By Rick Manning
For the first time since the reign of Franklin D. Roosevelt which put the full-throated administrative state in place, America has aligned the executive, legislative and judicial branches to restore power to the people and rip it out of the hands of their taxpayer funded overlords in the federal bureaucracy.
This is the time, purpose and vision behind the founding of Americans for Limited Government more than twenty years ago.
In the past three years, the Supreme Court has opened the door for the first time in decades to rollback federal regulatory overreach.
The Court declared that regulations which go beyond the law passed by the elected Congress are unconstitutional in West Virginia v. EPA.
And just this past year, the Court overturned a forty year old decision that instructed courts to give deference to the wisdom and knowledge of the federal bureaucracy over those who were suing to prevent the expansion of the regulatory state. By ending so-called Chevron deference, the federal courts can listen to arguments and dismiss absurd or disputed claims by regulators when confronted with conflicting and credible testimony.
These two cases, along with a few others that have the same effect, open the doors not only in the Courts, but for Congress to act to shut down this unconstitutional expansion of government.
To make matters even more hopeful, President Donald Trump has appointed Elon Musk and Vivek Ramaswamy to head a non-governmental Department of Government Efficiency with the goal of streamlining government and providing the President and Congress a pathway to not only wring waste, fraud and abuse out of the system, but to provide a blueprint on government reorganization.
These are hopeful times, but here is the secret that we all know. If changes are simply made using Donald Trump’s formidable pen and paper, they can be rescinded as early as 2029.
This is why Congressional action is essential. Narrow majorities in both the House and Senate will dictate some of the scope of change that can be made, but Congress can write regulations that overreach out of the law by refusing to reauthorize legislation unless the regulatory changes are made. They can strip funding for the implementation of these regulations through the appropriations process. And Congress can affirm Executive Branch recommended rescissions reflecting cuts in spending that have been deemed wasteful or unnecessary by the White House.
The great news is Speaker Mike Johnson (R-La.) and House Majority Leader Steve Scalise (R-La.) have already started the ball rolling by directing their Committee Chairs to identify these overreaching regulations so that the House can hit the ground running on day one.
The even better news is that with the bully pulpit of President Trump, media disruptors like Truth Social, talk radio and X.com and groups like Americans for Limited Government, the administrative state will face powerful grassroots pushback directly into Congress urging change.
The great restoration of America is possible. There are many, many challenges ahead, and it will likely take twelve years of GOP presidential leadership to clean up the mess created on a bipartisan basis over the past century.
But for the first time in generations, there is hope that the administrative state dragon can be slayed, spending can be refocused upon constitutional priorities and the great American economic engine will be unleashed to create a future that the Baby Boomer generation can’t imagine.
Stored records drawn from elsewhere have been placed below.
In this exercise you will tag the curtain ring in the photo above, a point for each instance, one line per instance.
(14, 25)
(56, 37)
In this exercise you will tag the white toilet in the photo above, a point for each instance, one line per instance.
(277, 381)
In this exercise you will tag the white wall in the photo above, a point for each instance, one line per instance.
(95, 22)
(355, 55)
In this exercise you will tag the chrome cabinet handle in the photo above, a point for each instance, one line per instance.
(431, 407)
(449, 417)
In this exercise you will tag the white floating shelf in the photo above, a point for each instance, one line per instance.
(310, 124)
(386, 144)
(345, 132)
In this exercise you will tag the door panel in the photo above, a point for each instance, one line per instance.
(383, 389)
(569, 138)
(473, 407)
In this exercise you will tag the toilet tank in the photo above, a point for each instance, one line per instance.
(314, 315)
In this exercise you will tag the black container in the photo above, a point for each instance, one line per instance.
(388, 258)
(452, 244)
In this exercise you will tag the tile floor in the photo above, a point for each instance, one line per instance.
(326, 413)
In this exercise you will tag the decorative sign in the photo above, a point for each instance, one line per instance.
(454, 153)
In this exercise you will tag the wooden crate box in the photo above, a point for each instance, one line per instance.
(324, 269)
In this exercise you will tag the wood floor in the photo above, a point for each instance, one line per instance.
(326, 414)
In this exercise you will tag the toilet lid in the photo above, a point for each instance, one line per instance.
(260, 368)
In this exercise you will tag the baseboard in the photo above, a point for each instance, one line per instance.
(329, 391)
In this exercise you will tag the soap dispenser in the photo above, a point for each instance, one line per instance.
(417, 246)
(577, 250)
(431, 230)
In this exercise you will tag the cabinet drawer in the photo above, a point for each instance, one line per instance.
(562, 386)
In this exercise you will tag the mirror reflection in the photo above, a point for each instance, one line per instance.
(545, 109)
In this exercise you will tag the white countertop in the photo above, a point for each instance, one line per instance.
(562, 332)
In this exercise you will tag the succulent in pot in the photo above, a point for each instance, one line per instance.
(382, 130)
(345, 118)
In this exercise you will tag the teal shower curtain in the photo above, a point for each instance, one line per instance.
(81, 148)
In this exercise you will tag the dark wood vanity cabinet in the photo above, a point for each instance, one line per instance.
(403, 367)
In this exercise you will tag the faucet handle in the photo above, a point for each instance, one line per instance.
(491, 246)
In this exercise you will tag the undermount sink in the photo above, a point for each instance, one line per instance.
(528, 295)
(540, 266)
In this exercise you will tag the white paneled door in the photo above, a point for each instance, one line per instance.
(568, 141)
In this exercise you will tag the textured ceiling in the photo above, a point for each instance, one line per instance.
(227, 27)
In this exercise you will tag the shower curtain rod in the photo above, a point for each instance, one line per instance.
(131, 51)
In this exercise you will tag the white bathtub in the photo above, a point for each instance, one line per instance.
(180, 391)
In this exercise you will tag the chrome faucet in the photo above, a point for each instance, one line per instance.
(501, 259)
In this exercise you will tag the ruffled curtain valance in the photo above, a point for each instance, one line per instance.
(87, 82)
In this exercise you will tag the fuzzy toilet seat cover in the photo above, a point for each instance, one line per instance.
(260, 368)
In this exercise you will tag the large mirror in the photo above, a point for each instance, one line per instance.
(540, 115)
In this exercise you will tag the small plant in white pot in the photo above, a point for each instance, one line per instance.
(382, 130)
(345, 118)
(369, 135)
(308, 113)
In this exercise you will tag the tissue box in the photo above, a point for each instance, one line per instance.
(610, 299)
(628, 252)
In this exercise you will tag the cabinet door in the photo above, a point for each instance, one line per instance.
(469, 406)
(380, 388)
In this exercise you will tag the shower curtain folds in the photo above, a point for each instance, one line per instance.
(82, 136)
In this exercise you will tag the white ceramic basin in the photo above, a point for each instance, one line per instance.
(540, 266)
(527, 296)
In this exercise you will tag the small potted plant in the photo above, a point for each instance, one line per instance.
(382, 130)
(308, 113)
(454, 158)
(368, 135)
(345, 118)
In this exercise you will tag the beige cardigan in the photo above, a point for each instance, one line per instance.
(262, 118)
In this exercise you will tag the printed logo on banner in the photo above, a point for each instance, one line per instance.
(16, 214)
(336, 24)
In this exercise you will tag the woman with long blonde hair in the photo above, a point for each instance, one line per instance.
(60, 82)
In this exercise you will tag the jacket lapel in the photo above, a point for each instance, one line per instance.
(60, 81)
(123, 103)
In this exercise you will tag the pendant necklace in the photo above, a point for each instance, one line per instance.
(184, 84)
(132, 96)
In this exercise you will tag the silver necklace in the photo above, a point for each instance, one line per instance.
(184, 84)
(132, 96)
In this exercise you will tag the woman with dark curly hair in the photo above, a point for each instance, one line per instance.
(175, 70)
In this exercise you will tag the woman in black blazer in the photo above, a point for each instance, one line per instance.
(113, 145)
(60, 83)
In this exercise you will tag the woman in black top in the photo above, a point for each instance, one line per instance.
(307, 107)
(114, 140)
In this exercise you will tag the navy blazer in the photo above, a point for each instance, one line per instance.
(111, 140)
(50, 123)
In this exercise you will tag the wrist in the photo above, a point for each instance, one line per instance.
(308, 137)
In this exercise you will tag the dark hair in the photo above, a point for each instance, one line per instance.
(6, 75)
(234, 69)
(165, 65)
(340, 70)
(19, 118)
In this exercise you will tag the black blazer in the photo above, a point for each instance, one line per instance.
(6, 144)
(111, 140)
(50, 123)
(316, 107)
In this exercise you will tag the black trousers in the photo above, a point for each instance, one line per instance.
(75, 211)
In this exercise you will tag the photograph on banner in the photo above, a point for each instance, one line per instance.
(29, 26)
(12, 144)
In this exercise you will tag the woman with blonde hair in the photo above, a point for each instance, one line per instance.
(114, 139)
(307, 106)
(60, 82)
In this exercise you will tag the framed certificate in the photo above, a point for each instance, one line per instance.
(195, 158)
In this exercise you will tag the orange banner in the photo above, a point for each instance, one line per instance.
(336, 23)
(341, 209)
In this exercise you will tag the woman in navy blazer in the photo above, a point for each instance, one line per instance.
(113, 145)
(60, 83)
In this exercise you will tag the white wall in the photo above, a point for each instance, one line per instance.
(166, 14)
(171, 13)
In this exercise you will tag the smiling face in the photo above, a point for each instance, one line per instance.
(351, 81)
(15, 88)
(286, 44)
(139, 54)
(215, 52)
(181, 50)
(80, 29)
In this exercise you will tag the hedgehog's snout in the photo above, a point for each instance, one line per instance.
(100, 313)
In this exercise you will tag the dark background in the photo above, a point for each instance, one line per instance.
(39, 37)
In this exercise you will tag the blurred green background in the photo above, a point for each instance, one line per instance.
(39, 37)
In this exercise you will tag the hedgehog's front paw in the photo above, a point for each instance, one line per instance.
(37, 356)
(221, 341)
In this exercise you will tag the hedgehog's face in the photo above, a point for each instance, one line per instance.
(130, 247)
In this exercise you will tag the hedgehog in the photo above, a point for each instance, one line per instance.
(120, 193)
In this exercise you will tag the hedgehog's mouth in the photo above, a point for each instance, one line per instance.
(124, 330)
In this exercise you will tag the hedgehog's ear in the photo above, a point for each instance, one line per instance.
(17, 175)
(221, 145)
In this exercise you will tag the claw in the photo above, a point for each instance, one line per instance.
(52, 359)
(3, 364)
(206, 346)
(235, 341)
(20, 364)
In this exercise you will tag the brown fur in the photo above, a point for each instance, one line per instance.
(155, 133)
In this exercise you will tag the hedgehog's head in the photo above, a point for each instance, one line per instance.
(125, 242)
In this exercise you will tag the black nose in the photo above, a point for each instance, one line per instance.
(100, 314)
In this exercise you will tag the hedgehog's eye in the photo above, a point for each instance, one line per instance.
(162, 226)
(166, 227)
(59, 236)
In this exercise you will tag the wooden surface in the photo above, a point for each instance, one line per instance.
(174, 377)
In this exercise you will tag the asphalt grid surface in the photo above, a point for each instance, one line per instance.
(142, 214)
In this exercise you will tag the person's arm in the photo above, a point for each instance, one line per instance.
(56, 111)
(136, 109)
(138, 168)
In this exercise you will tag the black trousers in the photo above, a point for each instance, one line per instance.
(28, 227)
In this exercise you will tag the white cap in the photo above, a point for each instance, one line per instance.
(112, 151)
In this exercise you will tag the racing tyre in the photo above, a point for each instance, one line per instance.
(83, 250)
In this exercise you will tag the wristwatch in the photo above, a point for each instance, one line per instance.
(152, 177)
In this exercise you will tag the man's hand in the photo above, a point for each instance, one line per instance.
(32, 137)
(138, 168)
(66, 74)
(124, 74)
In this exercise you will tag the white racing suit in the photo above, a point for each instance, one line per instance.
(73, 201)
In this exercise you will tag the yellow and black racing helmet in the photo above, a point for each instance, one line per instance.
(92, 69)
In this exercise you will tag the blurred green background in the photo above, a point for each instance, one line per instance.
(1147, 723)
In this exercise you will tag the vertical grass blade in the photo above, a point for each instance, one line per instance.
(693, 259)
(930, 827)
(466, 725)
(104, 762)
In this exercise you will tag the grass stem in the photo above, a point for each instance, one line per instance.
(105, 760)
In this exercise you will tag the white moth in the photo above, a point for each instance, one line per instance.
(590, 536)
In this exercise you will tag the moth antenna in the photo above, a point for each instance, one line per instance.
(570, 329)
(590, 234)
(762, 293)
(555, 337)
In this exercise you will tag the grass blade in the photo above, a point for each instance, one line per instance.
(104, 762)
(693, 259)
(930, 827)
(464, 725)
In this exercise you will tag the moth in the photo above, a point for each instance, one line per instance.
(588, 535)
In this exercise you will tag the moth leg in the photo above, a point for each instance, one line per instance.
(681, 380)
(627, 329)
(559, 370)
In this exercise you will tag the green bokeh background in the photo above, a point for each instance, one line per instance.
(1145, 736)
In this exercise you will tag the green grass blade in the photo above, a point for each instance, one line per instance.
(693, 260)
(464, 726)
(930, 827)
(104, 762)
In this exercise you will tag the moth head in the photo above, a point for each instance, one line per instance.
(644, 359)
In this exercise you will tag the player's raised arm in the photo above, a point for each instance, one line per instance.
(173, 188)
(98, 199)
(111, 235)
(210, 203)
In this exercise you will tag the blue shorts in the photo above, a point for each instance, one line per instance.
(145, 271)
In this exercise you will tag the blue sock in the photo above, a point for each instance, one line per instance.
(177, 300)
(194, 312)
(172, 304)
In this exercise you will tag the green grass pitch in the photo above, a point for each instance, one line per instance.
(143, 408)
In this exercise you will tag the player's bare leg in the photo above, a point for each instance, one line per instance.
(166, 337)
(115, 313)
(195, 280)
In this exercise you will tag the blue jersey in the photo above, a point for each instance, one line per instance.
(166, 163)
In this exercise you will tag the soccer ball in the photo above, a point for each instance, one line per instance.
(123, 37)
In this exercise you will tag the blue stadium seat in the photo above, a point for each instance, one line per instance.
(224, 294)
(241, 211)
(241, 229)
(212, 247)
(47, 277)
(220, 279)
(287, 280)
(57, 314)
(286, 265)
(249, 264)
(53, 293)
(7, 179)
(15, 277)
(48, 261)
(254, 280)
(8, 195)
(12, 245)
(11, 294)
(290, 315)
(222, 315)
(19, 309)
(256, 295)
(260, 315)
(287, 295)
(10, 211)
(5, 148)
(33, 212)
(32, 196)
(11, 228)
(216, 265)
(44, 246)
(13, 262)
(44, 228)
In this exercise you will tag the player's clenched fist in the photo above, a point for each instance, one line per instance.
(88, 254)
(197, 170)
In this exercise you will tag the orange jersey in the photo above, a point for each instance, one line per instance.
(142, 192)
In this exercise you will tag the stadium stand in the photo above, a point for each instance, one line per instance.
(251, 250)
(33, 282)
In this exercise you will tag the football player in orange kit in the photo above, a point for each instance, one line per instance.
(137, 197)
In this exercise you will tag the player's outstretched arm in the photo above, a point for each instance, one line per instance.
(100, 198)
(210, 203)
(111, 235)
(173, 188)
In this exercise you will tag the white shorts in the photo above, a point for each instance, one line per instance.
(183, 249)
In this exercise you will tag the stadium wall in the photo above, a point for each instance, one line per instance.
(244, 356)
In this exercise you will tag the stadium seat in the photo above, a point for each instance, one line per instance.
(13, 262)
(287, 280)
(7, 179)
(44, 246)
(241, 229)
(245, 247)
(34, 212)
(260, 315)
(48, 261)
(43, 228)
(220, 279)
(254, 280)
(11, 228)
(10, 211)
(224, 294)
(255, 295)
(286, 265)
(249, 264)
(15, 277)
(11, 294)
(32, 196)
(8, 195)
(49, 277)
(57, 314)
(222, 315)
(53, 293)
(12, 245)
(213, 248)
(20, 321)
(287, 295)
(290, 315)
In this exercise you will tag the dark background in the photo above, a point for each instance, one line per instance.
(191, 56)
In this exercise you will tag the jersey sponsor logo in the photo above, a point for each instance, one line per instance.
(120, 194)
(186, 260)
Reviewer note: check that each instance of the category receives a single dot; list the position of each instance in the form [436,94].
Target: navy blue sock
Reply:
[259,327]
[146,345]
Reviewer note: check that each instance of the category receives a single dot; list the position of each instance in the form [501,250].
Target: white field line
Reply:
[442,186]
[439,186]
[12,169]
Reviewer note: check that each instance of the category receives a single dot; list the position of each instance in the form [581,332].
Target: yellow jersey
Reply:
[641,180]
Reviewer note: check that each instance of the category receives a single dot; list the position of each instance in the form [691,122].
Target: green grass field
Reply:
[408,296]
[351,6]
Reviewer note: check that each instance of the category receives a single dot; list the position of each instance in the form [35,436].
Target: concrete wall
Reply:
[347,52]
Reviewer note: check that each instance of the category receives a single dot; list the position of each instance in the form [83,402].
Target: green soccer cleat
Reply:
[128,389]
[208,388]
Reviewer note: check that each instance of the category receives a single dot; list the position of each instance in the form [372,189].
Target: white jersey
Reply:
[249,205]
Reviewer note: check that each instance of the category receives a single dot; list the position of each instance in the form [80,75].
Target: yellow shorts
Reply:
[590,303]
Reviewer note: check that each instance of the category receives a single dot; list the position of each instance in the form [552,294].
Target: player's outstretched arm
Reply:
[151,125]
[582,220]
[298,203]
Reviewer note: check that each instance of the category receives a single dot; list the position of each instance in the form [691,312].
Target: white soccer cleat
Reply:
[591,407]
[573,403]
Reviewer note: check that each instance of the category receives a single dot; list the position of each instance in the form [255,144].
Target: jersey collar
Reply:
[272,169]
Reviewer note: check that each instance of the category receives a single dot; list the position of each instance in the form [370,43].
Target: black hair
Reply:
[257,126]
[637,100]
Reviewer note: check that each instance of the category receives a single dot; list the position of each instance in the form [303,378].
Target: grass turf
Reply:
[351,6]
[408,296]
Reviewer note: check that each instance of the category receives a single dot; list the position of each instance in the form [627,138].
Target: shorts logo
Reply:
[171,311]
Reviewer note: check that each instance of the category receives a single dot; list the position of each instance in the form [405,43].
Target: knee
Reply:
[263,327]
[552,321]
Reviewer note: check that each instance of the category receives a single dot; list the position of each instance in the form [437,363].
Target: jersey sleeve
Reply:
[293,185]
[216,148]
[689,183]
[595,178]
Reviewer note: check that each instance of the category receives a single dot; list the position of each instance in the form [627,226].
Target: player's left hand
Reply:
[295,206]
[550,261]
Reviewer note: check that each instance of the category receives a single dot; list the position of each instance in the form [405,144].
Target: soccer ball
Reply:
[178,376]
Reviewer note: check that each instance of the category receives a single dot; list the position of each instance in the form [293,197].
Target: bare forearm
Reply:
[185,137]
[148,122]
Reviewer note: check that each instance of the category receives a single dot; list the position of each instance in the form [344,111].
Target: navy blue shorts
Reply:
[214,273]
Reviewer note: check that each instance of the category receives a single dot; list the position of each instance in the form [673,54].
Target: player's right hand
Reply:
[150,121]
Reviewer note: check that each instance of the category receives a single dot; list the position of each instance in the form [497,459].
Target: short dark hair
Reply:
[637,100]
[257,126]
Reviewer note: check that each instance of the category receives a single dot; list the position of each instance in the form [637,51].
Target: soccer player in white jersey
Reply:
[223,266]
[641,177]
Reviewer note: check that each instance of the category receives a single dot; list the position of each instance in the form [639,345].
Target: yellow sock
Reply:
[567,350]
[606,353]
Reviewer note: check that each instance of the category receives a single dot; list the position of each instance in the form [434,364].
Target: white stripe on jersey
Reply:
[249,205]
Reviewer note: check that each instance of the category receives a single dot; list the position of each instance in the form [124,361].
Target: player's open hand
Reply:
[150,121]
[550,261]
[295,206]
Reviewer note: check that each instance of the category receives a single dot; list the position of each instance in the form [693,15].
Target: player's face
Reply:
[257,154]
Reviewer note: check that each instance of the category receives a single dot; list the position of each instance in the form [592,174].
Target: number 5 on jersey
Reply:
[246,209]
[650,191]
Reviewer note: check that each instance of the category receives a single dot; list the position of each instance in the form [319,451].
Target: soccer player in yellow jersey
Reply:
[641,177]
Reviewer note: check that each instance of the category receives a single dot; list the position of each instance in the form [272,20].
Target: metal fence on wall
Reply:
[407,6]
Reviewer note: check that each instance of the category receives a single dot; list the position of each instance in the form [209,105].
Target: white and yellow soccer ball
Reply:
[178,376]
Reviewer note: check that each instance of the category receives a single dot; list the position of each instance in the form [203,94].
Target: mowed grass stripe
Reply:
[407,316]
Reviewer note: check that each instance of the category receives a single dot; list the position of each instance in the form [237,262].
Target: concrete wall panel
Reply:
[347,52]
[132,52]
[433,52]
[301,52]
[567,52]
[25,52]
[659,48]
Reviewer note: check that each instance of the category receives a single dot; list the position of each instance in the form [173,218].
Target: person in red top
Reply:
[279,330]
Freedom is contagious, and freeing the minds and talents of our nation’s entrepreneurs, inventors and dreamers has been the key to our nation’s wealth, historically creating a prosperous middle class where parents can achieve their dream that if their children apply themselves, they will achieve greater things than their parents.
Making America Great Again is not a slogan, it is a determination to fix what is broken in America including restoring individual freedom and today it is necessary and that is why there is hope unseen for generations.
Rick Manning is the President of Americans for Limited Government.